OSLO: This year's Nobel Peace Prize goes to a prisoner in Iran. Iranian human rights activist Narges Mohammadi is the recipient of the award. The award is for her fight for women's rights. Narges Mohammadi, who is serving a prison sentence for his efforts against the Iranian regime's human rights violations, heard the news of the award in prison.
Narges Mohammadi is a person who has been arrested 13 times as part of her fights for human rights against the Iranian regime. She has been sentenced to 31 years in prison without a proper trial on various charges. The Nobel Prize Committee announced in Oslo that this award is for Narges Mohammadi's fight against the oppression of women in Iran and for promoting the freedom and human rights of all. The committee pointed out that Narges's fight is for the right to freedom of expression and against the laws that require women to stay away from public places by covering their bodies completely.
At the same time, this year's Nobel Prize for Literature was awarded to the world-renowned Norwegian writer, playwright and poet Jon Fosse. The Royal Swedish Academy said that Fosse, 64, is being awarded for his innovative plays and prose which give voice to the unsayable.
He was born in 1959 in Haugesund, Norway. Fosse's writing empire spans over forty plays, novels, essays, poetry collections, children's literature and translation. It started with the novel Red, Black (1983).
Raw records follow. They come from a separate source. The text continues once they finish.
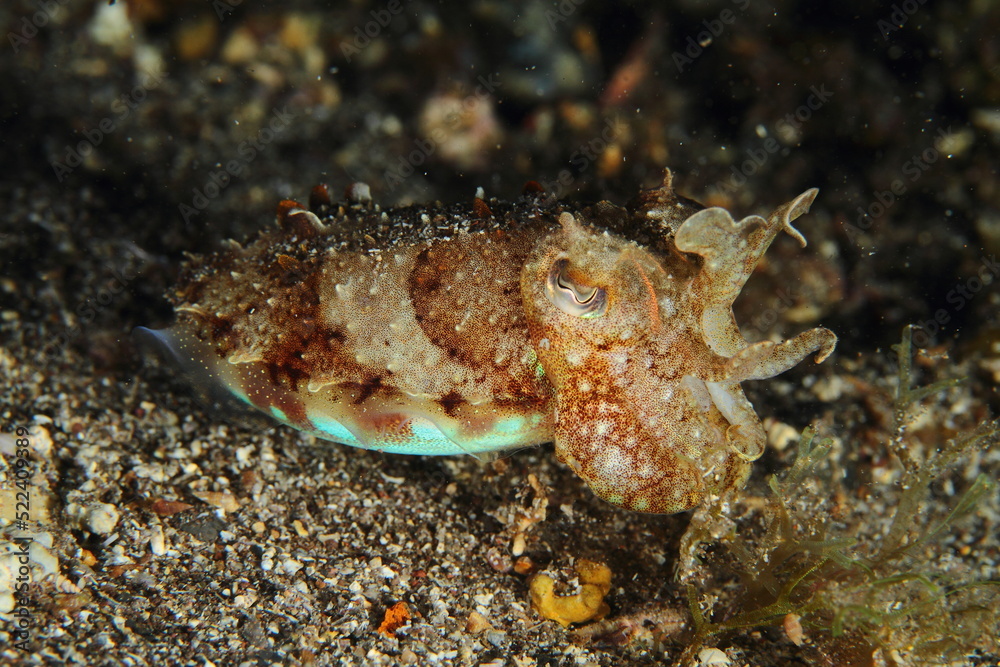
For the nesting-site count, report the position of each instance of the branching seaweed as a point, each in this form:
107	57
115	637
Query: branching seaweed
865	592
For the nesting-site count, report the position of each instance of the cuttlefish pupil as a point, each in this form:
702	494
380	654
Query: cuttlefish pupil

His debut play was Some One is Going to Come (1992). His first published play was 'And We Will Never Be Parted (1994)'. His works have been translated into many languages including English. Jon Fosse is a writer in the ranks of geniuses like Samuel Beckett, Thomas Bernard and Franz Kafka and one of the best playwrights in Europe today. His writings are characterized by the intricacies of the mind. Fosse paints the realities of anxiety, insecurity, life and death, love and marriage.